Cotton farming in West Africa is a potentially lucrative, but high-risk opportunity for small-scale farmers. Given cotton’s high cost of cultivation, as well as its vulnerability to the region’s extreme weather patterns, events such as drought can be devastating to farmers. As a result, farmers in the region often minimize their exposure to risk by limiting their cotton cultivation.
While this risk management strategy reduces fluctuations in income, it reduces income every year for the farmer. Index insurance is a promising alternative form of insurance that can reduce risk while allowing farmers to pursue higher income opportunities. However, achieving these index insurance results requires a contract that works.
As part of the Index Insurance Innovation Initiative (I4) of the Feed the Future Innovation Lab for Assets and Market Access at UC Davis, a team of researchers designed an innovative multi-scale index insurance product that pays farmers when they most need help. The multi-scale design minimizes contract failure while still ensuring that it limits opportunities for moral hazard.
An innovation of the insurance design is the use of a double trigger. The insurance is triggered when the group’s area yield reaches a certain level and when the neighboring group’s area yields also fall below a (higher) threshold. In partnership with private sector implementation partners, the research team will conduct an evaluation of both the efficacy of this contract design and the impact on the wellbeing of the small-scale farmers who purchase the insurance.
A secondary goal is to better understand the dynamics of the joint-liability credit groups which these groups of cotton producers form. To do so, the team has already randomized the intensity of monitoring of these groups by the agents managing these groups for two consecutive years. They are also analyzing the impact of this increase in external monitoring on internal monitoring inside the group, sanctioning inside the group and input diversion.
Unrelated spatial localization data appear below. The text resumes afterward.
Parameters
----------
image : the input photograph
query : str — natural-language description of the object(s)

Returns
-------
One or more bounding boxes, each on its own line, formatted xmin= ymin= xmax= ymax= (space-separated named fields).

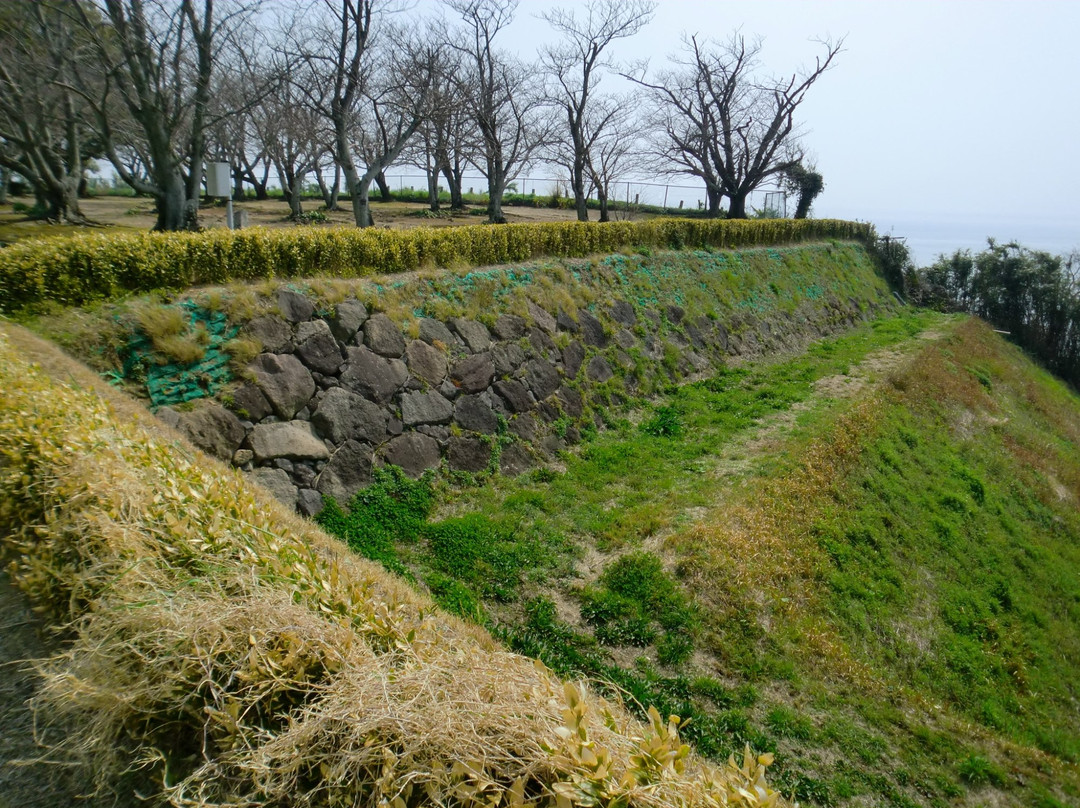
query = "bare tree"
xmin=541 ymin=0 xmax=654 ymax=221
xmin=71 ymin=0 xmax=260 ymax=230
xmin=630 ymin=34 xmax=841 ymax=218
xmin=447 ymin=0 xmax=549 ymax=224
xmin=0 ymin=1 xmax=97 ymax=223
xmin=582 ymin=94 xmax=640 ymax=222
The team conducted an analysis on 12 years of data from nearly 500 village cotton groups in Burkina Faso to learn how the index insurance contract would have performed had these groups been insured. In years of severe loss, a conventional single-scale index insurance product would have paid the full insured amount 30 percent of the time, paid lesser amounts roughly 35 percent of the time and failed completely 35 percent of the time. Dual strike-point insurance would have paid correctly 85 percent of the time and failed only 15 percent of the time.
By better understanding the behavioral responses to index insurance, researchers and partners can better design insurance products and marketing mechanisms that generate demand and uptake of these risk-mitigating financial tools among smallholder farmers.